# Partitionen einrichten ohne fdisk

## floe-de

Hallo,

ich hab etwas Angst davor die Linux Partitionen mit fdisk zu machen, weil 

ich eventuell mein Windows so zerstöre, deshalb wollte ich mal Fragen ob 

ich die Partitionen  schon vor der Installation mit Partition Magic einrichten 

kann, oder ob es da irgentwelche Probleme gibt ?

Noch was hab mir die Anleitung ja gut durchgelesen, 

soll ich wirklich 2 * RAM als Swap benutzen das wären 

bei mir 1024 MB Swap ???

oder was heist ist ab Kernel 2.4.10 nicht mehr nötig ???

Bringt das was oder ist das nur Plattenverschwendung ?

----------

## Deever

Hi!

Also zu meiner person:

PM hat mir mal die partition table zerschossen, deshalb sag ich dir: fdisk!  :Evil or Very Mad: 

Aber kannst ja mal mit PM die windowspartition(en) einrichten, und dann mit fdisk die linuxens...

 *Quote:*   

> soll ich wirklich 2 * RAM als Swap benutzen

 

Also da hör ich alles!! Dass diese regel nach wie vor gilt _und_ dass sie veraltet ist. Kommt halt auch auf dich an. Wenn du öfters mal nen programm stehen lässt und was anderes machst, empfielt sich viel swap, wenn du eh immer nur ein proggie laufen lässt, bringt viel swap afaik gar nets.

----------

## kannX

Da muss ich zustimmen, nimm lieber fdisk.

Falls du aber trotzdem PM nimmst formatiere dann wenigstens die Partitionen mit den Linuxbordmitteln (->siehe Installationsanleitung).

Was den Swap angeht: bei 512MB Ram dürften 256MB oder 512MB Swap völlig aussreichen. Falls du doch mehr Swap nehmen willst teile ihn dann aber auf mehrere physikalisch getrennte Platten auf, sonst hast du am Ende einen gegenteiligen Effeckt.

----------

## mglauche

Die 2x ram = swap regel bei 2.4 kommt aus performance gründen. wenn die VM weniger als 2x RAM als swap hat, ist die performance nicht "optimal"  :Wink: 

AAAAaaaaaber ... das ganze trifft nur zu, wenn dein system wirklich "swappt", d.h. das das swapfile laufend im betrieb ist.

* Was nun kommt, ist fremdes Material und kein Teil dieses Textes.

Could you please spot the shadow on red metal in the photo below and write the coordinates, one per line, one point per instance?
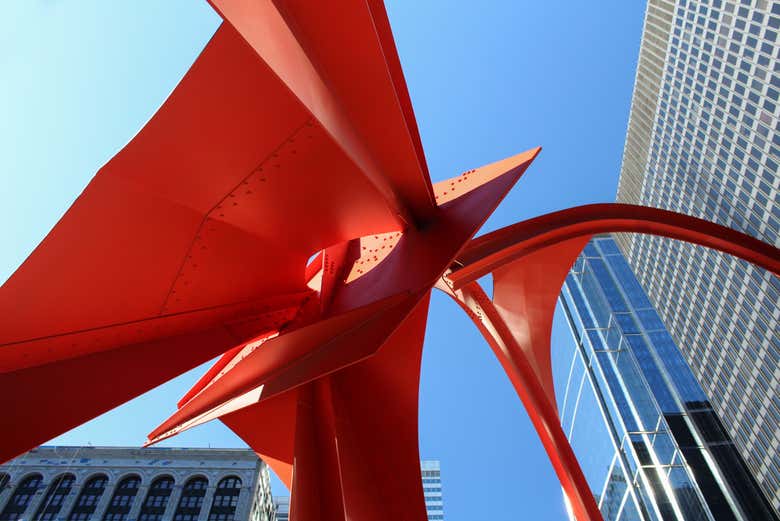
(277, 210)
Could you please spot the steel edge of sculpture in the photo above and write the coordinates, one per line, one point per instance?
(165, 261)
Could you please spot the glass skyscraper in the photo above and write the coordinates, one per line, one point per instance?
(704, 139)
(431, 474)
(648, 440)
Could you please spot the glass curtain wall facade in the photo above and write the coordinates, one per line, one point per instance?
(431, 475)
(649, 443)
(704, 139)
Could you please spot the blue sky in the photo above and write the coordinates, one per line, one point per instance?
(487, 80)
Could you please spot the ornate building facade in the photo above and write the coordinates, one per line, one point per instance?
(133, 484)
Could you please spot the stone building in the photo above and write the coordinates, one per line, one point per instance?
(134, 484)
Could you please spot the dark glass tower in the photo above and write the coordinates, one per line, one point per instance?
(650, 444)
(704, 139)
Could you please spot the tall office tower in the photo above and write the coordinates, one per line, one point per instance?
(704, 139)
(132, 484)
(431, 476)
(282, 508)
(649, 443)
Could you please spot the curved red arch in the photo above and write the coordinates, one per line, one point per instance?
(490, 251)
(529, 262)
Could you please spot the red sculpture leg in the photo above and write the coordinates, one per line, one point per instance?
(353, 436)
(520, 367)
(500, 247)
(529, 262)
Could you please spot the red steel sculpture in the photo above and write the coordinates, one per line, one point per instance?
(290, 136)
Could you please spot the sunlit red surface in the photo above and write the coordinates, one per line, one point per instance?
(277, 210)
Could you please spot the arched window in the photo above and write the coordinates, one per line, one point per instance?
(225, 499)
(122, 500)
(55, 496)
(88, 498)
(156, 499)
(191, 500)
(21, 497)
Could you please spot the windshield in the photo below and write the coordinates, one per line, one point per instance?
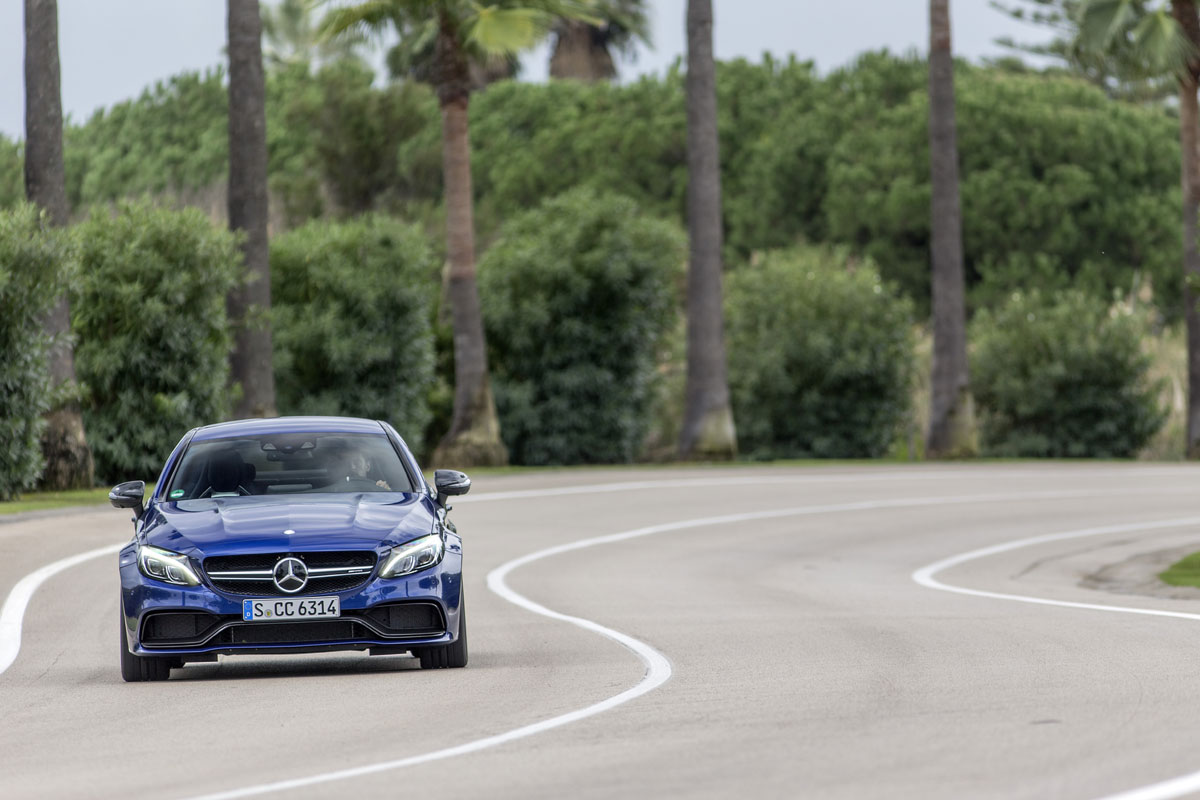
(288, 463)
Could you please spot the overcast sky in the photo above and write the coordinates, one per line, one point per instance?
(112, 49)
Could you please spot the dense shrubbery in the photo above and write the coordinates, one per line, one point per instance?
(1062, 378)
(149, 312)
(1061, 187)
(821, 356)
(353, 314)
(33, 265)
(576, 296)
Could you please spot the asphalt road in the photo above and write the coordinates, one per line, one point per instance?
(805, 660)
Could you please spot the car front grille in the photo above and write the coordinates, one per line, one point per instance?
(395, 620)
(250, 575)
(335, 630)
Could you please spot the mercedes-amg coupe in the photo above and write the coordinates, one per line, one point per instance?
(291, 535)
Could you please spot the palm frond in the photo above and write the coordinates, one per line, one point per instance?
(497, 30)
(364, 17)
(1103, 22)
(1162, 42)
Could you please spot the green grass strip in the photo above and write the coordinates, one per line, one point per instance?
(1185, 572)
(49, 500)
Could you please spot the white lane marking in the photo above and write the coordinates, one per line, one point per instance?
(18, 599)
(658, 668)
(904, 474)
(1176, 787)
(924, 576)
(657, 672)
(15, 605)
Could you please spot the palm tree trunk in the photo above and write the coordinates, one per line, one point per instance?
(708, 428)
(474, 435)
(580, 54)
(250, 302)
(1186, 14)
(64, 445)
(949, 421)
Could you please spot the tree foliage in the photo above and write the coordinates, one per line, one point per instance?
(353, 322)
(1060, 187)
(1062, 377)
(35, 260)
(821, 356)
(577, 295)
(149, 312)
(1120, 71)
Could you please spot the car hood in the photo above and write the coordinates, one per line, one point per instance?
(261, 524)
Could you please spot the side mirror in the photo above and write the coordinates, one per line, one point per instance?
(449, 482)
(129, 495)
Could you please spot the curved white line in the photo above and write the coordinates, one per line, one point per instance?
(1176, 787)
(658, 668)
(18, 599)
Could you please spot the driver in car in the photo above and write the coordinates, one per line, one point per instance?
(358, 465)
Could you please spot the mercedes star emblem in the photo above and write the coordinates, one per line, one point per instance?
(291, 575)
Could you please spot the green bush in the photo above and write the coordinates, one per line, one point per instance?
(1062, 378)
(577, 295)
(821, 356)
(353, 322)
(33, 265)
(1061, 187)
(149, 311)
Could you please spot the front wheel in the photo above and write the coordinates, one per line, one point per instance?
(138, 668)
(448, 655)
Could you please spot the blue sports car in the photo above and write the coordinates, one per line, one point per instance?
(291, 535)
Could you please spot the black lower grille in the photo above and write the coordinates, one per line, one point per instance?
(177, 627)
(407, 618)
(293, 632)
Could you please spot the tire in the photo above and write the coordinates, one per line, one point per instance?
(453, 655)
(138, 668)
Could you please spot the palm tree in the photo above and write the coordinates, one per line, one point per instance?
(949, 415)
(250, 302)
(1165, 40)
(64, 444)
(708, 420)
(583, 50)
(461, 31)
(1116, 70)
(292, 36)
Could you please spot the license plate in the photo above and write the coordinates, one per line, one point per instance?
(273, 608)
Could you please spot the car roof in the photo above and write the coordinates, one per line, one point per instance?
(258, 426)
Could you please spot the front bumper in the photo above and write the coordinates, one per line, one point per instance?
(384, 615)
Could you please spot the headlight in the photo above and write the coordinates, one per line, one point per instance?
(163, 565)
(413, 557)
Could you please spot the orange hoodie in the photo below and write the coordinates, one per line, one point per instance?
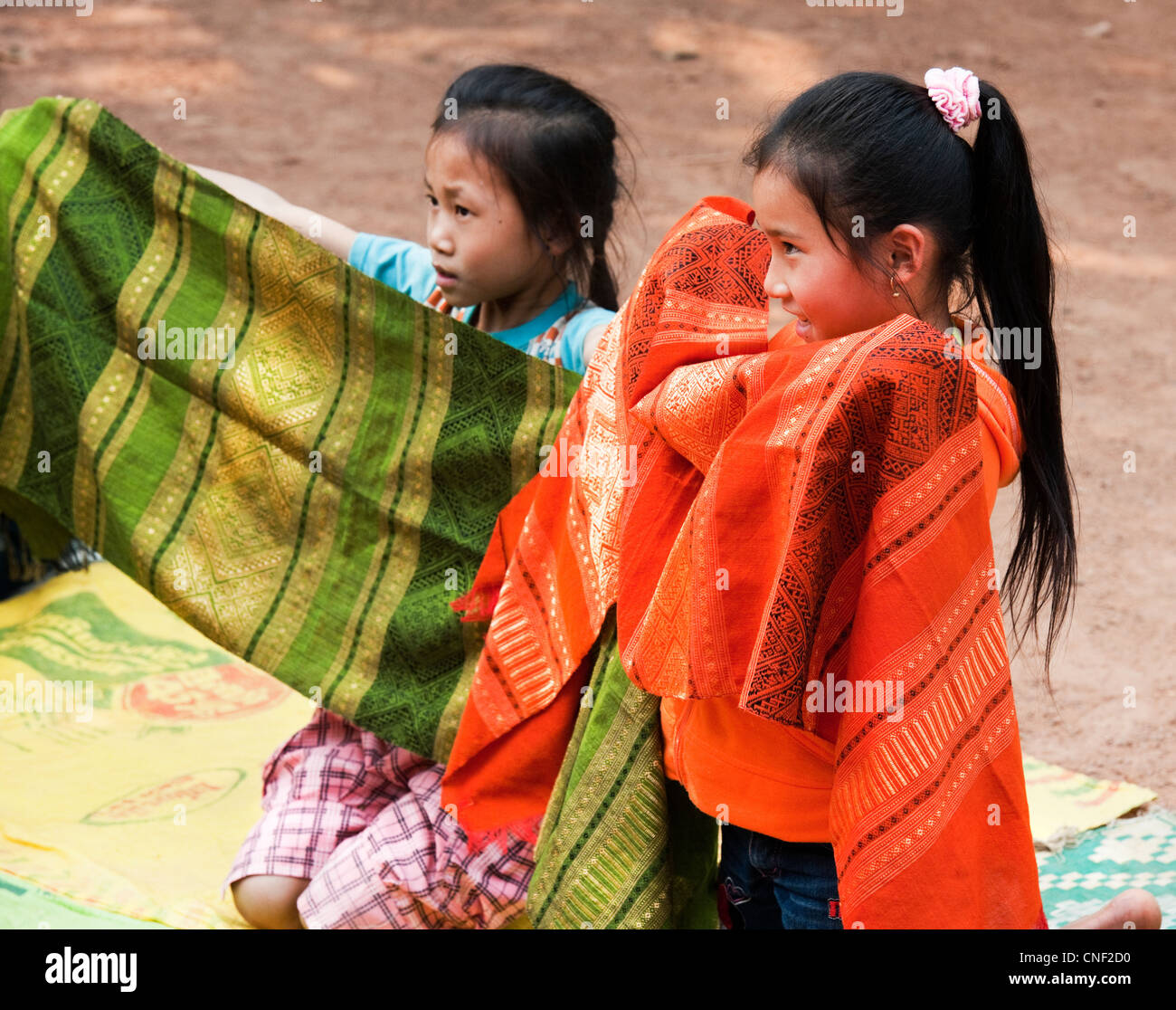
(773, 778)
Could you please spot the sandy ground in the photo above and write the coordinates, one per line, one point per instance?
(328, 104)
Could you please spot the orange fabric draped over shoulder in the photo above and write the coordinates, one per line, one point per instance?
(795, 527)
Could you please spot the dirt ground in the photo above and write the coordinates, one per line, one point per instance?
(328, 104)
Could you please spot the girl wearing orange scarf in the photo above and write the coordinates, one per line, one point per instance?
(794, 533)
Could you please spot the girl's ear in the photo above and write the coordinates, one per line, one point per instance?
(556, 245)
(906, 251)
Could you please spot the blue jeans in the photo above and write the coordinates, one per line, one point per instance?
(765, 883)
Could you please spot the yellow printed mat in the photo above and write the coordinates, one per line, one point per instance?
(132, 748)
(130, 782)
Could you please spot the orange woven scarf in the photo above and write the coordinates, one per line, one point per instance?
(765, 523)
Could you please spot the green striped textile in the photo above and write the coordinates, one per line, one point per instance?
(621, 845)
(316, 506)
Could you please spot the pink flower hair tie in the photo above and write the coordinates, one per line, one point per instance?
(955, 93)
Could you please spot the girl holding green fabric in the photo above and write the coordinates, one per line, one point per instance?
(520, 180)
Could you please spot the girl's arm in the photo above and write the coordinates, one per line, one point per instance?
(326, 232)
(592, 338)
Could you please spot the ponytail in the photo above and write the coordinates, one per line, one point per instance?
(1012, 281)
(601, 285)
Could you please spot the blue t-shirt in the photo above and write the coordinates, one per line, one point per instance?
(408, 267)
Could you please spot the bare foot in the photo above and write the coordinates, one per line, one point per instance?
(269, 900)
(1133, 909)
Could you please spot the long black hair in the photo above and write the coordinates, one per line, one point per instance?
(873, 152)
(555, 146)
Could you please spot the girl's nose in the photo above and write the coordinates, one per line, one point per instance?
(774, 284)
(439, 238)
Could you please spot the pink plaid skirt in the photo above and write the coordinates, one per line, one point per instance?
(363, 821)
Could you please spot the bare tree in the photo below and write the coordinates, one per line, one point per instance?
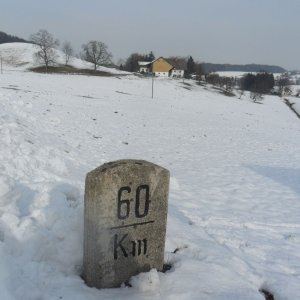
(46, 44)
(68, 51)
(96, 53)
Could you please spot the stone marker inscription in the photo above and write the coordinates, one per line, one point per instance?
(124, 221)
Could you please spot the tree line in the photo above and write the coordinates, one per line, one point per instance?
(94, 52)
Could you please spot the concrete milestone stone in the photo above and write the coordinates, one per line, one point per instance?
(124, 221)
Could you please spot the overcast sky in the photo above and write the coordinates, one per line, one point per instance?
(218, 31)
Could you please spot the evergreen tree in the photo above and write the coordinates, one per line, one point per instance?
(150, 57)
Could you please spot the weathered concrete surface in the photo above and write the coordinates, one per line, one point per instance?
(124, 221)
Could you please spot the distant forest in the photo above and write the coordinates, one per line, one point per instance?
(6, 38)
(205, 67)
(209, 67)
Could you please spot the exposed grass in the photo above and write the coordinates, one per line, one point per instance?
(70, 70)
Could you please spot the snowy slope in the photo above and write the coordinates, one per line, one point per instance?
(234, 198)
(21, 56)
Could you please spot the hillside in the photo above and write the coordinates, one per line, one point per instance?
(210, 67)
(233, 220)
(21, 56)
(7, 38)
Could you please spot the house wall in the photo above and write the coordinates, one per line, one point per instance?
(161, 66)
(177, 73)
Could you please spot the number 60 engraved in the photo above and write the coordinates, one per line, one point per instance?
(124, 204)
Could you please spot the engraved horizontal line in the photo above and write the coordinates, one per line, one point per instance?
(132, 225)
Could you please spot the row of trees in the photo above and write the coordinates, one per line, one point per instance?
(94, 51)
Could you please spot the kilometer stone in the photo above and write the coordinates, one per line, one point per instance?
(124, 221)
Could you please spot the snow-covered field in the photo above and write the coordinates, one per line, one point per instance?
(234, 204)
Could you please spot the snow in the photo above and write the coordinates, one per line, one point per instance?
(233, 221)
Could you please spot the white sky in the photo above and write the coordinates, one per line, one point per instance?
(218, 31)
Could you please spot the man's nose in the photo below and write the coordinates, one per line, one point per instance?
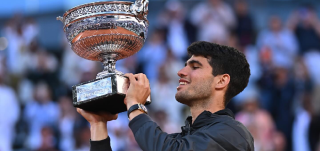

Bei 512 MB solltest du das eigenlich NIE erleben  :Wink: 

(ausser du kompilierst KDE -j5 oder so, g++ ist ein enormer speicherfresser, besonders bei KDE)

Meine Desktopmaschine hat meistens so ca. 180-250 MB in use, der rest ist für cache, darin sind KDE, evolution, mozilla, etc ...

----------

## thor

hallo

zur swap noch ganz kurz: 

ich hab 384 mb ram und die swap ist ~ +10% (410 mb)

der ram ist regelmässig voll und ausgelagert wird im normalbetrieb sogut wie garnicht. 

wenn ich mit gimp arbeite, teilweise mit bildern um die 60 mb, wird auch mal die swap angekratzt. (~ ½ voll)

mozilla ist ein speicherfresser, (cache liegt im tmpfs (shm)), besonders bei mehreren instanzen (ausser du deaktivierst den cache auf hd) 

und wenn du zusätzlich vmware benutzt, kann auch mal die swap fast voll werden ... ich hab selbst dann immernoch ein stabil laufendes system 

also je nach gusto und bevorzugten anwendungen. 

nur so als anhaltspunkt ... 

schönen sonntag, th.

btw: ich hab selten ein so stabiles linux gehabt wie mit gentoo, imo kann da redhat und (besonders) suse einpacken ... *g*

edit: ich würde auch fdisk anraten, ...

----------